You can have base cases $n=8,9,10$ and induction step from $k \to k+3$. So the base case $n=8$ will give you $k=8,11,14,17.....$ and the base case $n=9$ will give you $k=9,12,15,18,....$ and base case $n=10$ will give you $k =10,13,16,19,.....$ and between the three base cases and the ability to induct from one case to the case three steps up... that's enough to conclude it's true for all.

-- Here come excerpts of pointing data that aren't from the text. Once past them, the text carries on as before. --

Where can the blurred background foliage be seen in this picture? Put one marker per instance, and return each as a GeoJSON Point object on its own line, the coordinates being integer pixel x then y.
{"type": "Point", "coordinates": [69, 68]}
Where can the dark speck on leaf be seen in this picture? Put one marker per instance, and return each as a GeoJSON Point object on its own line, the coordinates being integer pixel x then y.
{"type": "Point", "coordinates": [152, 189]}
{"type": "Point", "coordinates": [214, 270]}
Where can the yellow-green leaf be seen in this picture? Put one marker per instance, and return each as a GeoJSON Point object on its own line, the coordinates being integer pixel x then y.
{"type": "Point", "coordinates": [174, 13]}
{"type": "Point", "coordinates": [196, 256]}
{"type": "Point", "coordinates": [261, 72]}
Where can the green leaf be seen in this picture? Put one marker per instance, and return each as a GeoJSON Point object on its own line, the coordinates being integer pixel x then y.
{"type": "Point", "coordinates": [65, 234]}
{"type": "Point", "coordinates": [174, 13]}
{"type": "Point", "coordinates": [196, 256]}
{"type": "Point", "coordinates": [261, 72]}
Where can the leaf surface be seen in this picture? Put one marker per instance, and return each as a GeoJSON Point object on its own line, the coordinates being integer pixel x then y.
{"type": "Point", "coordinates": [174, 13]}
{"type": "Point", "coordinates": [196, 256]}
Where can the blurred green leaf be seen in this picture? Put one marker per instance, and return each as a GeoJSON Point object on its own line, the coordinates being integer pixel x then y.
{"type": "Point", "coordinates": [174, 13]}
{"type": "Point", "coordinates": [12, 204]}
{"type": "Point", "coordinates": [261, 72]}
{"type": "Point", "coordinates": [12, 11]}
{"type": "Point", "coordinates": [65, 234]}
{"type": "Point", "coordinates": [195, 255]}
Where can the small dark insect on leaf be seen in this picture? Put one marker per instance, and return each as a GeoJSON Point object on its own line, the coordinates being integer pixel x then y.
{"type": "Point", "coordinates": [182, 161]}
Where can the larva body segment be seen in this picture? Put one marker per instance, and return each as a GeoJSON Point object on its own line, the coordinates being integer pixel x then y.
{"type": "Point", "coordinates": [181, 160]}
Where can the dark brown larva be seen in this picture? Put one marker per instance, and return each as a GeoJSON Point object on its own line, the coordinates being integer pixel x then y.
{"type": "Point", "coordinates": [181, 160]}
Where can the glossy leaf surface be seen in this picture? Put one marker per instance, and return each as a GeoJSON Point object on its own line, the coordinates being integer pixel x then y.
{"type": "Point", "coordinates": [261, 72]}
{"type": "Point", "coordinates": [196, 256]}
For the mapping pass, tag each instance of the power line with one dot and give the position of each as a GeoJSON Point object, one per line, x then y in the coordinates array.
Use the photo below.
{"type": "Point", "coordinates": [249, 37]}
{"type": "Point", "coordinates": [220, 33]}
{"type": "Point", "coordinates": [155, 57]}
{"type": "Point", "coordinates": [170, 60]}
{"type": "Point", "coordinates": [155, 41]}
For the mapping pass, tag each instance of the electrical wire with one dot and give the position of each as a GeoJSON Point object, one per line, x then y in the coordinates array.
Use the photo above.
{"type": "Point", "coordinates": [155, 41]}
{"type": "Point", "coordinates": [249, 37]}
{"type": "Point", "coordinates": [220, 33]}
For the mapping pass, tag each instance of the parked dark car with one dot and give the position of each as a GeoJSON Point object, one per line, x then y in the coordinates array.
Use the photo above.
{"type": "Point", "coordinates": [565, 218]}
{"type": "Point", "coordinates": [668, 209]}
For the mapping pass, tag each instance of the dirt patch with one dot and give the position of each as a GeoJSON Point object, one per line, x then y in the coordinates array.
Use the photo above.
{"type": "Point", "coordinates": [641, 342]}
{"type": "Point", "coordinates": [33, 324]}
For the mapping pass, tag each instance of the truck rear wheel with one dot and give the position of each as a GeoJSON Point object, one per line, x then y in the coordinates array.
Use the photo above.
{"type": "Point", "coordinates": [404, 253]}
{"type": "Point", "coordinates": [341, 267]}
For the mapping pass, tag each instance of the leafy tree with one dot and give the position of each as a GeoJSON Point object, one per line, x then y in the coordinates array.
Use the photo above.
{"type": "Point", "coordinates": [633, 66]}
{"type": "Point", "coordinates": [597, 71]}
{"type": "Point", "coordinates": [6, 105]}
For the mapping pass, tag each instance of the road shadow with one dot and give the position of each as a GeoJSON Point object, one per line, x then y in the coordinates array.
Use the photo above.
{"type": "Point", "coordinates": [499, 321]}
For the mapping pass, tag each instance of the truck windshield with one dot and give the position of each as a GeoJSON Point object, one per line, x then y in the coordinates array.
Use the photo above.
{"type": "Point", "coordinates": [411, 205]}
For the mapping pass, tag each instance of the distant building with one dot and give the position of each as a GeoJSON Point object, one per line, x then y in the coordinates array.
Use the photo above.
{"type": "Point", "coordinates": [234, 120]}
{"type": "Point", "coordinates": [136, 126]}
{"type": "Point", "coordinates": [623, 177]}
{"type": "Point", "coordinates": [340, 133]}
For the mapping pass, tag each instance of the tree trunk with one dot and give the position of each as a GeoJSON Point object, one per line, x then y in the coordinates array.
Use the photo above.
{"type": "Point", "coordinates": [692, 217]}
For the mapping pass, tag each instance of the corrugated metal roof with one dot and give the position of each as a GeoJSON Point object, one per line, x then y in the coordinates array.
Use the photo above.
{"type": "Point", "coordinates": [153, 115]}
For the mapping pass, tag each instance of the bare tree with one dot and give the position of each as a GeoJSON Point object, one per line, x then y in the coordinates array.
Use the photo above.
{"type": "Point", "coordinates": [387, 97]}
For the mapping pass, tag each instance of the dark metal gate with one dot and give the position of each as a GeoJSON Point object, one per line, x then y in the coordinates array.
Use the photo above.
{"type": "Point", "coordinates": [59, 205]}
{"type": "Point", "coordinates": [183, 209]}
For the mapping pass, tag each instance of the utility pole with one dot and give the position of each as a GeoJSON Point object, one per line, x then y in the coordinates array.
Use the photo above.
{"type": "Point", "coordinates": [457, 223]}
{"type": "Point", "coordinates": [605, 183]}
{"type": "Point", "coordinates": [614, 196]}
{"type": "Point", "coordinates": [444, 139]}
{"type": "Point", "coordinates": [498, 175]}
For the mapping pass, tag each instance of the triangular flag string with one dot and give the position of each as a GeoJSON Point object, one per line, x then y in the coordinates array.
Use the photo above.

Now to figure out the induction step: if $k = 3i + 5j$ then we can find $k+3 = ......$ Well, that's just too easy, isn't it?

.... alternative....

$1 = 2*3 - 1*5$ and $1 = 2*5 - 3*3$.

So if $k = 3*i + 5*j$ then $k+ 1 = 3(i+2) + 5(j-1)$ or $k+1 = 3(i-3) + 5(j+2)$.

If $j \ge 1$ we can do $k+1 = 3(i+2) + 5(j-1)$. If $i\ge 3$ we can do $k+1 =3(i-3) + 5(j+2)$.

So we can always go from $k\to k+1$ so long as either $j \ge 1$ or $i \ge 3$.

But what if $j \le 0$ and $i\le 2$? Well, then $n\le 3*2 + 5*0 = 6$. Which is not an issue if our base cases are $n = 8,9,10$.